We ended up signing a lease and moving in. Shortly thereafter, we discovered that we were not alone. Every morning on the way to school the girls told me stories about the ghosts, three little girls who had died in a fire and whose mother and father were up in heaven. They knew details that seemed beyond their ability to fabricate, including the names of the ghosts, and historic details about an old mill down the road with tainted water…

And now we have the novel, a 400-page “literary thriller.” As someone has noted, “Literary thrillers are books that people have heard of, but haven’t read.” Are you that reader? Then be warned: If you’re expecting ghosts and squeaky floorboards and a killer in the shadows, this is not your book. But if you have patience — or are willing to skip over chapters that take you away from the thriller into a back story you can do without — this is a devastatingly good book. [To buy the book from Amazon, click here. For the Kindle edition, click here.]

The story, stripped down, is simple. George Clare pretends to be a genius, but as a scholar he’s a fraud, which is why the best teaching job he can get is at a small college in Chosen, a small town in upstate New York. He and his wife Catherine buy the 200-acre Hale farm for a bargain price — no one tells them that Mr. and Mrs. Hale committed suicide here. And then Catherine’s exile begins.

George Clare is the kind of bastard who humiliates his wife for not ironing his shirts correctly and then goes off to sleep with impressionable women. The kind of bastard who, when it all gets too much for his wife, tells her she can go but the child stays with him. The kind of bastard who splits his wife’s head open while she sleeps and then goes off to work, leaving the child alone with her bloody body until someone finds her in the afternoon. The kind of bastard who is the obvious and only suspect but who has an impregnable alibi.

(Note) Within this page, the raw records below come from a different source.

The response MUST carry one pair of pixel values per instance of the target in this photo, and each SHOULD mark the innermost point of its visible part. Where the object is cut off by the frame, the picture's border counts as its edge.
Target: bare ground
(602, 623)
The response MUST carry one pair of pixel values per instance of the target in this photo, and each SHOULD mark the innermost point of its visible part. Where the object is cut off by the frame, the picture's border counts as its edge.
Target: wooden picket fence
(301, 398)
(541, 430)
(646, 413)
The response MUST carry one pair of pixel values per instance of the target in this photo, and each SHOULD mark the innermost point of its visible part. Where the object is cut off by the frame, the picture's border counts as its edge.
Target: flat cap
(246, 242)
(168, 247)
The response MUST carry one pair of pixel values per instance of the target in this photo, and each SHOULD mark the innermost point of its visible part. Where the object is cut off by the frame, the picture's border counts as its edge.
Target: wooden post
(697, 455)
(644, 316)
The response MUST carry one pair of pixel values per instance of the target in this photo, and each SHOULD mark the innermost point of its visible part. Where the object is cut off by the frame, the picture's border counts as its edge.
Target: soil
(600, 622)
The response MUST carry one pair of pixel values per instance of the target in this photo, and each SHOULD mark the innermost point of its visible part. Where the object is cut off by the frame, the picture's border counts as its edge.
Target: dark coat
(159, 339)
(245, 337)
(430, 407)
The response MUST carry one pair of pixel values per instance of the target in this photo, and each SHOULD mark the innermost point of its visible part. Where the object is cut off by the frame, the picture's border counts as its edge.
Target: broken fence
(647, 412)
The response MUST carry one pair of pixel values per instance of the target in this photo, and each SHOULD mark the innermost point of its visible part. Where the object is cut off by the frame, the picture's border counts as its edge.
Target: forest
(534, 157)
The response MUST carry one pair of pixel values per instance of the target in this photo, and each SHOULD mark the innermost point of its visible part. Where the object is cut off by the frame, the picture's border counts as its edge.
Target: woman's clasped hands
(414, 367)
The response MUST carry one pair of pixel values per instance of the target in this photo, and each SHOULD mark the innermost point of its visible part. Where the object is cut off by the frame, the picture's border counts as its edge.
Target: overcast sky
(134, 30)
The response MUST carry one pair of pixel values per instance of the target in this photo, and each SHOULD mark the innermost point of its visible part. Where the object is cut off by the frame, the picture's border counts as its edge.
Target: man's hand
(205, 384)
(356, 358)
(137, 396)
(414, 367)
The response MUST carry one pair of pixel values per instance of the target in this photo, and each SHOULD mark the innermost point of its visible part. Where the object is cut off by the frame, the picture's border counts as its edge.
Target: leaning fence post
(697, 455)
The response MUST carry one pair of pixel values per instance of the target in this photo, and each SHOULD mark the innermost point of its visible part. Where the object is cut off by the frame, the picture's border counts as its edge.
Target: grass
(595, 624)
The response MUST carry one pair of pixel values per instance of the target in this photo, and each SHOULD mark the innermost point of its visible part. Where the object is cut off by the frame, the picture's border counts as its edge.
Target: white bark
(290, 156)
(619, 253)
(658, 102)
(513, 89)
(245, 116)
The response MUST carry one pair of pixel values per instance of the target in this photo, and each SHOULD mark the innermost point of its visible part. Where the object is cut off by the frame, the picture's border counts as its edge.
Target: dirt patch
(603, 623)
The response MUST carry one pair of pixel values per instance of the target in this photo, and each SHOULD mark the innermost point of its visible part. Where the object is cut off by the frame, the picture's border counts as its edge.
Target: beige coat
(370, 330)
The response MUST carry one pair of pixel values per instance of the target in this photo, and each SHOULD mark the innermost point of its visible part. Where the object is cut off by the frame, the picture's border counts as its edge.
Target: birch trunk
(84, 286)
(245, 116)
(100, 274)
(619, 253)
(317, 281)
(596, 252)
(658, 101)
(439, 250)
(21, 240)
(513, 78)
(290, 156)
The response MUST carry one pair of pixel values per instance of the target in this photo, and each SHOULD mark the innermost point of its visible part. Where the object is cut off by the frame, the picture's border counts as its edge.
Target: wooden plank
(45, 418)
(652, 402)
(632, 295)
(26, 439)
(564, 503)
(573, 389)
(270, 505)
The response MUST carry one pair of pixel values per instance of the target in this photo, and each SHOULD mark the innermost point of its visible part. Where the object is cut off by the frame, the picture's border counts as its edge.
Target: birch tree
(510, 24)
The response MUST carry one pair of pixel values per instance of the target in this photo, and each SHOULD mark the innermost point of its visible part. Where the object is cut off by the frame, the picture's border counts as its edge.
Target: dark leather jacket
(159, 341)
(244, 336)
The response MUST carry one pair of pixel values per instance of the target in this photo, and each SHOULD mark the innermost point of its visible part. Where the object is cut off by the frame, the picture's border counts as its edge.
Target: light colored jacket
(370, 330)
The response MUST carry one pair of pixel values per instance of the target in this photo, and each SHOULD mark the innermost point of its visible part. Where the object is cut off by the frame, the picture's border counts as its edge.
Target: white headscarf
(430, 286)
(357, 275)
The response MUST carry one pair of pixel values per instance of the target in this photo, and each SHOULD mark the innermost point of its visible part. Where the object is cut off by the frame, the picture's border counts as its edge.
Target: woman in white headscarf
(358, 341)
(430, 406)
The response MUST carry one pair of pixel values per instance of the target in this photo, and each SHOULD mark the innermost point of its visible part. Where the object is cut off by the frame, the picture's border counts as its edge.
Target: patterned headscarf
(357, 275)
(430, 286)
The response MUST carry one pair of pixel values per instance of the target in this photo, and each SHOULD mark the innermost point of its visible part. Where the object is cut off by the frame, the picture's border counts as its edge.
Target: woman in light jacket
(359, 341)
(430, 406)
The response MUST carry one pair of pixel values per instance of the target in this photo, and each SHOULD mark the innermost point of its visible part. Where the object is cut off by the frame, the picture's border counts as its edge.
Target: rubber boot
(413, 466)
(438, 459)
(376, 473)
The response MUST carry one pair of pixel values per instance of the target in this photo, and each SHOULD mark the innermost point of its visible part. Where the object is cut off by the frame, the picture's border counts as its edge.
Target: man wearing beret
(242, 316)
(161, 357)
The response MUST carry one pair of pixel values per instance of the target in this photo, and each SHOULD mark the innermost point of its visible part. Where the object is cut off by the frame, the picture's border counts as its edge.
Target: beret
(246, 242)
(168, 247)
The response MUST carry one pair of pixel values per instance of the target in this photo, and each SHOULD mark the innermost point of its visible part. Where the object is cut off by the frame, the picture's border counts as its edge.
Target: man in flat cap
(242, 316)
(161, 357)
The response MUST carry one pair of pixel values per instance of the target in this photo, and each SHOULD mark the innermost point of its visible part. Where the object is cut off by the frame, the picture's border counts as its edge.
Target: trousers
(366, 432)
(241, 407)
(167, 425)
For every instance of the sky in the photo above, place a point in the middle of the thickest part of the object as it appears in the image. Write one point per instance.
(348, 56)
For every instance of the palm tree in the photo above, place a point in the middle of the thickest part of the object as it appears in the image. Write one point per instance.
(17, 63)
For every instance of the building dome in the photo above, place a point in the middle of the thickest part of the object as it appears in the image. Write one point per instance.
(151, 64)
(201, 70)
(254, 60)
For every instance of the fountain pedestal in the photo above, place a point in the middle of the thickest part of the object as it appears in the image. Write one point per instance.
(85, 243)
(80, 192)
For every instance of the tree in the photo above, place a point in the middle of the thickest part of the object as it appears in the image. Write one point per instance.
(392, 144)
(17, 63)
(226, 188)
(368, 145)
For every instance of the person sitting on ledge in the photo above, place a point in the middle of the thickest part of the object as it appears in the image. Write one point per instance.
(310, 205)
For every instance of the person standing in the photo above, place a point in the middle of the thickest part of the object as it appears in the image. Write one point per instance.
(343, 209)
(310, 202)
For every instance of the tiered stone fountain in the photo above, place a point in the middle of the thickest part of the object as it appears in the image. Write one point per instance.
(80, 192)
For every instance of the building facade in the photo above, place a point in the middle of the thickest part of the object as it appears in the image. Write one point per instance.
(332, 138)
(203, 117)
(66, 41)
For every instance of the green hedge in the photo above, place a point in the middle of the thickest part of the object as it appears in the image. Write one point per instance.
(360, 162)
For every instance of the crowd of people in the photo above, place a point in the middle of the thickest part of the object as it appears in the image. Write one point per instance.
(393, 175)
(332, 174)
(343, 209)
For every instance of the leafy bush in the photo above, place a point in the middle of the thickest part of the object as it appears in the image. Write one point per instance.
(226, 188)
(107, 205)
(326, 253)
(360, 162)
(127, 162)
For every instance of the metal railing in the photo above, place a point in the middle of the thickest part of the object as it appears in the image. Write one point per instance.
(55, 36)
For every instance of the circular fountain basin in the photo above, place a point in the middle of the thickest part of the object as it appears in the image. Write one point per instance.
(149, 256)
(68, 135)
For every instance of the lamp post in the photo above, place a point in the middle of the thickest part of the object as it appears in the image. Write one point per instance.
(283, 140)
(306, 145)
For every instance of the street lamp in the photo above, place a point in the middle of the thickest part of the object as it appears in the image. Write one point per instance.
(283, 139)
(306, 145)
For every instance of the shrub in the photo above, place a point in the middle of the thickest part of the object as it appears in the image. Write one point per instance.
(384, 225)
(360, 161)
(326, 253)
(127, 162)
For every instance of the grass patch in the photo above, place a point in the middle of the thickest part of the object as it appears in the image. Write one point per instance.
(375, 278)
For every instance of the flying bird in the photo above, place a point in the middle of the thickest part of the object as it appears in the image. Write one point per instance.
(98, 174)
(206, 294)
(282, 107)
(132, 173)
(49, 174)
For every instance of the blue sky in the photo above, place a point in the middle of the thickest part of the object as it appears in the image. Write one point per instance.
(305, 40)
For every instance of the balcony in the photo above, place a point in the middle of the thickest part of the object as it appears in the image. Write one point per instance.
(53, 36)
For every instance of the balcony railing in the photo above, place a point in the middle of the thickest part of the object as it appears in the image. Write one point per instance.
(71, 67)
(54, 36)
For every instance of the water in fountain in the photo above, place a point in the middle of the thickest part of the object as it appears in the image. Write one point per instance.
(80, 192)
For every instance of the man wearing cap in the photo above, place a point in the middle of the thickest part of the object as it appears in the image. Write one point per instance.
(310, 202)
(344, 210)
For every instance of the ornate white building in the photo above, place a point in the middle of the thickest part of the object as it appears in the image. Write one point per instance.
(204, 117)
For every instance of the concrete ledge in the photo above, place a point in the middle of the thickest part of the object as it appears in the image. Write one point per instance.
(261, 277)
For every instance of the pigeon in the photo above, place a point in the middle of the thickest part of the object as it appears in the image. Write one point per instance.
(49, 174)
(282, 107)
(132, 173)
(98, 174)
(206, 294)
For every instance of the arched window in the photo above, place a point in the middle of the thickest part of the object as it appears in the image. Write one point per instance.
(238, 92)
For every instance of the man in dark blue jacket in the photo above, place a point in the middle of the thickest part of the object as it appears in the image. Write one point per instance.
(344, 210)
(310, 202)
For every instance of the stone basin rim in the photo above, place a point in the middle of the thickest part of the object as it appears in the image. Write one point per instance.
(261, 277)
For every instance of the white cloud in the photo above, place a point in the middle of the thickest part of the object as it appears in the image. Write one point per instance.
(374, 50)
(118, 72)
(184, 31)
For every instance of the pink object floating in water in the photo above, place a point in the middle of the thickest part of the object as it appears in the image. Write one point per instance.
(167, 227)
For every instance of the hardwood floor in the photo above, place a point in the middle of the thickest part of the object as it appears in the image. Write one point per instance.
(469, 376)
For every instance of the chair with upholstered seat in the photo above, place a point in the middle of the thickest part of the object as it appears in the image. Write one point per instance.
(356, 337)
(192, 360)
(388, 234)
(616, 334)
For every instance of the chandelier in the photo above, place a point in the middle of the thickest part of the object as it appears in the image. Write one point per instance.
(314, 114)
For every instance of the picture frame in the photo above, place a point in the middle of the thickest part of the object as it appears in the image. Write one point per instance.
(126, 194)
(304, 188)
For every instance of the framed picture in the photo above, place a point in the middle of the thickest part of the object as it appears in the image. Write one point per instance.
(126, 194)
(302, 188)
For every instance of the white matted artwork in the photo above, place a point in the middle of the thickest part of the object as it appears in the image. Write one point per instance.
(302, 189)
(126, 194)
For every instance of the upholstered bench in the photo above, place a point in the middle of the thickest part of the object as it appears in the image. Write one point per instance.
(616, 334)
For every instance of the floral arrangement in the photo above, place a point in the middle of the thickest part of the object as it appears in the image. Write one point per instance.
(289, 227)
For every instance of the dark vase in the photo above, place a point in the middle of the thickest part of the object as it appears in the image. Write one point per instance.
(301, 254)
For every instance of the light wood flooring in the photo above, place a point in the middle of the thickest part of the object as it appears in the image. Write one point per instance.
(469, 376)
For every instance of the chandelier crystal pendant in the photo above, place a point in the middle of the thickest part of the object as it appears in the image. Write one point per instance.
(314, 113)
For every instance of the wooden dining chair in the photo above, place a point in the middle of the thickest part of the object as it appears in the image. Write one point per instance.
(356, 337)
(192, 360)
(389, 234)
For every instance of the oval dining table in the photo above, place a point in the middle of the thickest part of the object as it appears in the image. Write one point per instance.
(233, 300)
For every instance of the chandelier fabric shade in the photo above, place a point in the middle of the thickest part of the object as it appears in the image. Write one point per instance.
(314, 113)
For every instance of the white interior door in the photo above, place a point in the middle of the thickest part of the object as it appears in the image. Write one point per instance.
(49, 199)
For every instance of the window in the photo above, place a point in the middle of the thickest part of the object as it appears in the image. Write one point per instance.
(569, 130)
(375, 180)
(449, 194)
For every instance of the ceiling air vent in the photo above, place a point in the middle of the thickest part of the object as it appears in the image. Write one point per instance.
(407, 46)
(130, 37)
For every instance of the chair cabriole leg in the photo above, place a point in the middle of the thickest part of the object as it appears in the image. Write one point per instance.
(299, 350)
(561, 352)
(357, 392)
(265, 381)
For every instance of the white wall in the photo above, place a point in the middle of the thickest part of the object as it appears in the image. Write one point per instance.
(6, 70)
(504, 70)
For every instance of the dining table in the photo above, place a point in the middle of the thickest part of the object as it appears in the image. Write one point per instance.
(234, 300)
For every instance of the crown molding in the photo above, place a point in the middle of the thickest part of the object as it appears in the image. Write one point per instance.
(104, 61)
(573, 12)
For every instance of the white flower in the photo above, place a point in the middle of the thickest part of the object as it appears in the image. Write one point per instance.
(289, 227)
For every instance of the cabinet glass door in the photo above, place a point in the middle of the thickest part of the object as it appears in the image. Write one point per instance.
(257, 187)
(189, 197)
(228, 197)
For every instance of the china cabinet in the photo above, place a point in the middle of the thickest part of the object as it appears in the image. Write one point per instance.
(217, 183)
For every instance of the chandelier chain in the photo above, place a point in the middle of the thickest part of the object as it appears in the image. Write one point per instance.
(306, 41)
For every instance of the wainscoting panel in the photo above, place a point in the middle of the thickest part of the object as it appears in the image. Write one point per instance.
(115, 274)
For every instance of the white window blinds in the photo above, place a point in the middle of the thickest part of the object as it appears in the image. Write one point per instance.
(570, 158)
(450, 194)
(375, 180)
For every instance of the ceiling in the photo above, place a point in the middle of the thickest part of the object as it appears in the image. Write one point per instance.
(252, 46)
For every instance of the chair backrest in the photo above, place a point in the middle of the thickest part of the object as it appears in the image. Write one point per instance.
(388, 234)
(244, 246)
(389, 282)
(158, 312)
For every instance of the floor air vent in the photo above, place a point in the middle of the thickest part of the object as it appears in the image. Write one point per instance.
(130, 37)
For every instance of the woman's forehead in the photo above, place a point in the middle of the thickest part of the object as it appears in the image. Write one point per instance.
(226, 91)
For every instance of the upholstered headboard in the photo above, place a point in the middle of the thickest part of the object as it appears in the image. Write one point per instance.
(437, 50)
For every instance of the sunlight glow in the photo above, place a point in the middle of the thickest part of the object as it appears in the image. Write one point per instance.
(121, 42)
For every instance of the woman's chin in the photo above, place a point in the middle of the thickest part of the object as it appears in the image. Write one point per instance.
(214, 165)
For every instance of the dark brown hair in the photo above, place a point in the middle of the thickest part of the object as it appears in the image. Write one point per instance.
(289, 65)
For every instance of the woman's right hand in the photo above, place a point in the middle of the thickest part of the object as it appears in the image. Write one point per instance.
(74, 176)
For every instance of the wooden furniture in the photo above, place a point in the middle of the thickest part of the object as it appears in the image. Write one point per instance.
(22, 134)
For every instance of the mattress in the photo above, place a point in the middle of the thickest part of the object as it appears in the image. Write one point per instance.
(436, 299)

We don’t see George kill Catherine. After a one page opening that’s written, it seems, by the farm — readers who like literary thrillers will cheer, readers who don’t will scratch their heads — the action plot begins. Here’s an excerpt: the start of that chapter. It’s George and the child, bringing horrible news. The child is confused. George is shaking.

George will display the right emotions, and then he won’t. No difference; everything he does is fraudulent. I hated him from the moment he stepped onstage, and I grew to hate him more, if possible, along the way. That is the book’s greatest achievement: a character so appalling that you read on, waiting for him to slip up, or, better, for someone to split his head open with an axe.

Does that happen? Sorry, my lips are sealed. This is why you read thrillers.